30th Sunday of Ordinary Time – 27th October
One of the temptations of the Christian life is to believe that we win God’s love by what we do rather than who we are called to become. If we believe that our goodness is judged by the number of good acts that we perform then we will only be judged by our last good act. We will also start to believe that our relationship with God is based on transactions rather than relationship. We become hooked on a spirituality which is as transparent as our fly buy cards or the number of reward points that we have collected. We can start to treat God in the same way by bargaining our way through life by saying something like, ” I have done all these good things, now I would like this to happen in my life”. We also start to make comparisons with others especially when from outward appearance their life does not appear to be as holy and devout as our own. We can start to see God as our own personal friend who deals with us exclusively on our own terms.

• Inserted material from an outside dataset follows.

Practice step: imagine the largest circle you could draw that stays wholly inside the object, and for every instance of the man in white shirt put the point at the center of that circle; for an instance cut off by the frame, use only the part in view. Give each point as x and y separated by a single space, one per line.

Yet the reality that we discover is that we are called to be good in spite of all the struggles that we encounter in life. This includes our own internal struggle to live a life which responds to the grace of God in a way that does not just focus on my own goodness. The heart of the spiritual life is to recognise that it is God who loved us first and who wants to enter into a relationship as we are at the moment. This is especially true when we experience our own failures, sinfulness, addictive behaviour and lack of vision. We come before God not because we are perfect but so that we can be perfected in God’s love for us. This calls us to notice that our holiness does depend solely on our good acts as though it can be achieved through our own effort. Rather it is a discovery that God wants to work with us each day to strengthen a relationship which enables us to undertake good actions which flow out of that enduring relationship. In this way, we discover the freedom to be ourselves and creativity which glorifies God with our whole life. No longer do we engage in God acts because they will bring rewards in the future which guarantee our salvation, we engage in God acts because they are an expression of God’s love for us and our love for God and for others.
In this way, we discover a humility which does not diminish us but enlivens us to walk with God each day. It allows each day to be a gentle surrender to God’s providence to provide what is needed and how we can be present to others. It is an open-hearted response which says yes to each day to the people I meet and the work that I undertake with love and compassion.